Weather fine, blue skies, the river current stronger now.
It couldn’t last, Guilford knew, this leisurely river cruise, with a well-stocked galley and long days with the camera and plant-press, graveled beaches free of troublesome insects or animals, nights as rich with stars as any Guilford had seen in Montana. The Weston moved farther up the rift valley of the Rhine and the gorge walls grew steeper, the scraps more dramatic, until it was easy for Guilford to imagine the old Europe here, the vanished castles (“Eberbach,” Keck would intone, “Marksburg, Sooneck, Kaiserpfalz…”), massed Teutonic warriors with spikes and tassles on their helmets.

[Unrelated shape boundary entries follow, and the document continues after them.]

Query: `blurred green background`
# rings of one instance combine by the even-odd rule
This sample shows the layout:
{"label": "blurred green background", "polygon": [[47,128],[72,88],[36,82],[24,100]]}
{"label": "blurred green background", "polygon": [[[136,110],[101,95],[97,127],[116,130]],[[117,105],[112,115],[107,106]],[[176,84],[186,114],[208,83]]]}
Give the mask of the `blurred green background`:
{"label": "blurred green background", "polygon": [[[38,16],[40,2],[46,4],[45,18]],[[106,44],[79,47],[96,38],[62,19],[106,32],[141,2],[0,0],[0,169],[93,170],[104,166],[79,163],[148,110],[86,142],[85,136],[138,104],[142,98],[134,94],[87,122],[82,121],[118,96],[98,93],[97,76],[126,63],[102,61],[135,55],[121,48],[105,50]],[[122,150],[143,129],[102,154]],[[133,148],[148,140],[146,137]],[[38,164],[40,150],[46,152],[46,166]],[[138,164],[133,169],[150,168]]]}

But this was not Old Europe and the evidence was everywhere: thornfish fluttering in the shallows, the cinammon reek of sage-pine forests (neither sage nor pine but a tall tree that grew branches in a spiral terrace), the night cries of creatures yet unnamed. Human beings had been this way — Guilford saw the occasional passing raft, plus evidence of tow-ropes, trappers’ huts, woodsmoke, fish weirs — but only very recently.
And there was, he found, a kind of comfort in the emptiness of the country enfolded around him, his own terrible and wonderful anonymity in it, making footprints where no footprints had been and knowing that the land would soon erase them. The land demanded nothing, gave nothing more than itself.
But the easy days couldn’t last. The Rheinfelden was ahead. The Weston would have to turn back. And then, Guilford thought, we’ll see what it means, to be truly alone, in all this unknown world of rock and forest.
The Rheinfelden Cascade, or Rhine River Falls, head of navigation. This is as far as Tom Compton has been. Some trappers, he says, claim to have portaged as far as Lake Constance. But trappers are inclined to boast.
The falls are not spectacular by comparison to, say, Niagara, but they gate the river quite effectively. Mist hangs heavy, a great pale thunderhead above the sweating rocks forested hills. Water a fast green flow, sky darkening with rain clouds, every rock and crevice invaded by a moss-like plant with delicate white blooms.
Having observed photographed the cascade we retreat to a point of portage. Tom Compton knows of a local fur breeder who might be willing to sell us animals for pack.
Postscriptum to Caroline Lily: Miss you both greatly, feel as if I’m talking to you in these pages even though I am very far away — deep in the Lost (or New) Continent, strangeness on every horizon.
The fur breeder turned out to be a truculent German-American who called himself “Erasmus” and who had corralled for breeding, on a crude farm a distance from the river, an enormous herd of fur snakes.
Fur snakes, Sullivan explained, were the continent’s most exploitable resource, at least for now. Herbivorous herd animals, they were common in the upland meadows and probably throughout the eastern steppes; Donnegan had encountered them in the foothills of the Pyrenees, which suggested they were widely distributed. Guilford was fascinated and spent much of the remainder of the day at Erasmus’s kraal, despite the pervasive odor, which was one of the fur snakes’ less attractive points.